Regarding the Movida Madrileña, Wyoming stated that it is not that he has a bittersweet feeling, but that "it was what it was" because it was starred by middle-upper class people who were still teenagers when Franco died and for whom "politics was a pain in the ass." He said that his contact with politics was at the University, in the Faculty of Medicine, where there were many left-wing parties ("the ease of the left to create a movement from the nuances"), but there were also the guerrillas of Christ the King, who were supported by the one who was Minister of Culture, Íñigo Méndez de Vigo. According to Wyoming, there were not so many followers "or addicts" to the Regime, just as there were few pockets of resistance "because you risked your life." Most of the population considered themselves apolitical.

Regarding corruption, the poet raised whether justice can end the feeling of impunity that power has. "It could", Wyoming pointed out, who recalled the large number of people with privileged jurisdiction in Spain and the case of Carlos Fabra, through whose instruction nine judges passed and the ninth gave a press conference to denounce pressure from his superiors. Montero pointed out that, however, important people have entered prison and Wyoming, with sarcasm, pointed out that "Urdangarín has not yet come out of his astonishment." "If they were used against corruption as they have been used against the independentists, there would be no corruption", he said.

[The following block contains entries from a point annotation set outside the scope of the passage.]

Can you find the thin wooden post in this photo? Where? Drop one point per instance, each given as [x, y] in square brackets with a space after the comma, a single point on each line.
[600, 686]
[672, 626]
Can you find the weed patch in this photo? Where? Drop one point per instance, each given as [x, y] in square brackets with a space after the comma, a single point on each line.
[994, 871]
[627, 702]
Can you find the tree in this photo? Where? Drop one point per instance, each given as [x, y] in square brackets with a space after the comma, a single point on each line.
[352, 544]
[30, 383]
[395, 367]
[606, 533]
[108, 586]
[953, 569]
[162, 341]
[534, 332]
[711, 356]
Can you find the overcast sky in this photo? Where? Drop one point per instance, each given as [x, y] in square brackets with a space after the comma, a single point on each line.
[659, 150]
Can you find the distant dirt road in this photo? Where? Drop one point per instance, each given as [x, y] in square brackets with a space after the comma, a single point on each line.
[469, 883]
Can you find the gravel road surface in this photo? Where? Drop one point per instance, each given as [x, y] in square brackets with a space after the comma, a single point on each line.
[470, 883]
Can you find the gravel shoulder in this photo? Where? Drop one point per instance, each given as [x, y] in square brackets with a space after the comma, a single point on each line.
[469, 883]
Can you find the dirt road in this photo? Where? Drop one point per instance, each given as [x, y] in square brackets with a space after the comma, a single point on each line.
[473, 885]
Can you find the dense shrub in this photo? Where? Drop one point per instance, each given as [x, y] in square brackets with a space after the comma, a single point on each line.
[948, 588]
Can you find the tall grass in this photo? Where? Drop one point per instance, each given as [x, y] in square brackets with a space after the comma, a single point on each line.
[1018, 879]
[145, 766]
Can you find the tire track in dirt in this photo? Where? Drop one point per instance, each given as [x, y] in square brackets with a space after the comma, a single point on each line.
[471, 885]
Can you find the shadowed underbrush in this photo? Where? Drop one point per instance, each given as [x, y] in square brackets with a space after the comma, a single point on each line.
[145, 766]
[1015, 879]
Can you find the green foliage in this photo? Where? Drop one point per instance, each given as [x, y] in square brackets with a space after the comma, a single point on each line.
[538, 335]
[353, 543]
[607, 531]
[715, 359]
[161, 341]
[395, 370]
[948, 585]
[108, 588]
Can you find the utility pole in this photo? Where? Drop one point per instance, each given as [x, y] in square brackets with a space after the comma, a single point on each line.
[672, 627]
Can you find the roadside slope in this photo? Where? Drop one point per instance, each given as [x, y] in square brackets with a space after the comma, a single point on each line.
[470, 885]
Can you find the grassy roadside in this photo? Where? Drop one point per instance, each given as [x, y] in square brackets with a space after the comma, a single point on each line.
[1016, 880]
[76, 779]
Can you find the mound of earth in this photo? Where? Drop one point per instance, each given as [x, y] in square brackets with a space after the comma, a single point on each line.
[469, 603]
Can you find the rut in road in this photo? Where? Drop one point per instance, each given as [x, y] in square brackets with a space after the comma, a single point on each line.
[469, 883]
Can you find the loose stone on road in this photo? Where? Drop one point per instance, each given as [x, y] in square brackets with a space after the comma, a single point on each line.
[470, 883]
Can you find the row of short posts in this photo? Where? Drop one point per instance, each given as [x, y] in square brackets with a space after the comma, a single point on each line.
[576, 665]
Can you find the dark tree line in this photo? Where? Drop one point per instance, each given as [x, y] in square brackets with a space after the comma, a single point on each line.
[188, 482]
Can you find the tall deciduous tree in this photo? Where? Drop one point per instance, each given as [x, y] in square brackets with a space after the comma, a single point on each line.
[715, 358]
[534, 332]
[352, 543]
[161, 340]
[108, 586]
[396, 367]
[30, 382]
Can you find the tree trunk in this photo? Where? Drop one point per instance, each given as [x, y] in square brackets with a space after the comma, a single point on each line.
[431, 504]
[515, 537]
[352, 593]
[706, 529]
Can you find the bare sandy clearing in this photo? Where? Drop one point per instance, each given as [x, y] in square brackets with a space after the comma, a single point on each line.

They ended up talking about the media because "a democratic press is needed." Before they had already talked about fake news because Wyoming said that now, even, it is denied that Franco gave a coup d'état, "with how proud Franco was of the coup." According to García Montero, "people are being invited to illiteracy through fake news." For Wyoming, the problem is that fake news is profitable, and that there are people willing to pay for the lie knowing that it is a lie.

García Montero argues that there is a well-calculated strategy of the extreme right that includes the language that is used, and pointed out that banks have a specific office for political parties, football teams and media. "The real debate -he pointed out- is the danger that virtual reality will replace historical reality and that is why I am so in favor of memoir books, as a vaccine against that reality." Wyoming wanted to end with a reflection, because Spain is the only country in Europe where you still cannot speak clearly about the past, specifically about the Civil War. "When will it be possible?", he asked: "It's unheard of."